Local officials said dozens of jihadists appeared on motorcycles, then rounded up and massacred dozens of men over the weekend.

They also said the armed men burned down shops, looted villages and stole cattle. 

The bloodbath is believed to have culminated on Saturday night, with many people fleeing their homes.

Central Mali has been plagued by violence since the Al-Qaeda-affiliated Katiba Macina emerged in 2015.

Much of the area is beyond state control and is prone to violence by self-defence militias and inter-community reprisals.

On March 23, 2019, more than 160 Fulani civilians were massacred in the village of Ogossagou.

Since 2012, Mali has been rocked by an insurgency by groups linked to Al-Qaeda and the so-called Islamic State group. 

Violence that began in the north has since spread to the centre and neighbouring Burkina Faso and Niger.

Thousands of civilians and combatants have died and hundreds of thousands have been displaced in one of the world’s poorest regions. 

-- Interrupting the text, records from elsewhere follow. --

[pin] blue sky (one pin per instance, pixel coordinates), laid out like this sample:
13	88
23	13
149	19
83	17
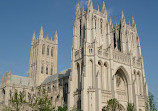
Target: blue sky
20	18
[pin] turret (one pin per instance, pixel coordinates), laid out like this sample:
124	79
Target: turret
56	37
110	23
115	23
41	33
104	8
123	21
129	23
133	22
89	5
47	37
33	37
78	12
3	79
98	8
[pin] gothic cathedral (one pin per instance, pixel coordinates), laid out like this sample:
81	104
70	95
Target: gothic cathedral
106	63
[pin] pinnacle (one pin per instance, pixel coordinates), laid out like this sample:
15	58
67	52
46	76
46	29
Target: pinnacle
103	8
78	9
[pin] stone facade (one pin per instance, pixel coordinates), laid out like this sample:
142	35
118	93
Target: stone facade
106	63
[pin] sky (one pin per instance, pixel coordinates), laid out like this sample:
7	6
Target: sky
20	18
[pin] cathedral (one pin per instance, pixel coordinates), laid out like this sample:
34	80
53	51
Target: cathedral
106	63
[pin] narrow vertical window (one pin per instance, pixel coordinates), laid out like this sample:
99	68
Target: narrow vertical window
47	70
101	27
80	31
80	27
95	24
52	70
43	49
52	52
48	50
42	68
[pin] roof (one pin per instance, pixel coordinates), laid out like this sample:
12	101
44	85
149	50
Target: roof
19	80
56	76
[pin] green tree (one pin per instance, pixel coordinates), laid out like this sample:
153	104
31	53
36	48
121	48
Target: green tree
7	108
17	101
113	105
41	102
62	108
130	107
151	104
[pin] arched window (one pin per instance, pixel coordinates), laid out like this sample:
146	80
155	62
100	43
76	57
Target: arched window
101	26
42	68
79	76
43	49
10	94
51	70
52	52
47	70
48	50
80	27
95	22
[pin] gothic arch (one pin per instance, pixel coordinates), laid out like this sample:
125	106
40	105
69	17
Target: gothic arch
125	73
91	74
100	74
105	77
122	82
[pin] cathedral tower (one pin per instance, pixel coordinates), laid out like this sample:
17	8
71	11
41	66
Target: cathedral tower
106	62
43	57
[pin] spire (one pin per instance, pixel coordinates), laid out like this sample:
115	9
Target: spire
122	17
78	12
129	23
3	77
98	8
90	4
104	8
115	23
33	37
133	22
51	38
9	71
82	9
56	36
47	37
110	22
41	32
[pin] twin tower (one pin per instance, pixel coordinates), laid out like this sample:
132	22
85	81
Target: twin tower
106	62
43	57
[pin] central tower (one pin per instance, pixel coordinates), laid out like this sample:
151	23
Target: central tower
43	57
106	62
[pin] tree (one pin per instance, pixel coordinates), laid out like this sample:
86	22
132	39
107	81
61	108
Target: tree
6	108
18	101
151	104
113	105
41	102
62	108
130	107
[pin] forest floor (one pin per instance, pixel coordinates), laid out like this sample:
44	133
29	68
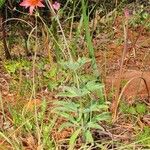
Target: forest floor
132	127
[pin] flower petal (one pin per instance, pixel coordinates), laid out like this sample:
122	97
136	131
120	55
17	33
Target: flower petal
31	9
56	6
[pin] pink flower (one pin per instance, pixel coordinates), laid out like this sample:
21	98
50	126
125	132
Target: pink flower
32	4
126	13
56	5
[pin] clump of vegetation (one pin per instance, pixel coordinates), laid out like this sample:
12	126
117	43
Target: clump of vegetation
56	62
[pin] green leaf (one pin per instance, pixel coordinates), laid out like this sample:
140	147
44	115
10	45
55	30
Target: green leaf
88	136
73	92
93	86
96	107
94	126
67	116
67	106
105	116
2	3
73	139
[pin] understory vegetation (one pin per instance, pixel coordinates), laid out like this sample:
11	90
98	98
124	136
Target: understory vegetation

Two thirds of Mali remains beyond state control.

The junta has recently turned away from Mali’s former military allies, including France, and towards the Russians.

– A ‘reprisal’ –

But Mali has seen a series of mass killings in recent months, including in the so-called three-border area on the border with Niger and Burkina Faso.

No one has claimed responsibility for the Diallassagou massacre.

Such mass killings are typically attributed to Islamic State-affiliated groups rather than Al-Qaeda-affiliated groups.

However, it is normally the Katiba Macina that operate in the Bankass area. 

Nouhoum Togo, a local elected official in Bankass, told AFP the attack was a reprisal against locals after the Malian army on June 10 carried out an operation there, in which it said it had “neutralised” six jihadists.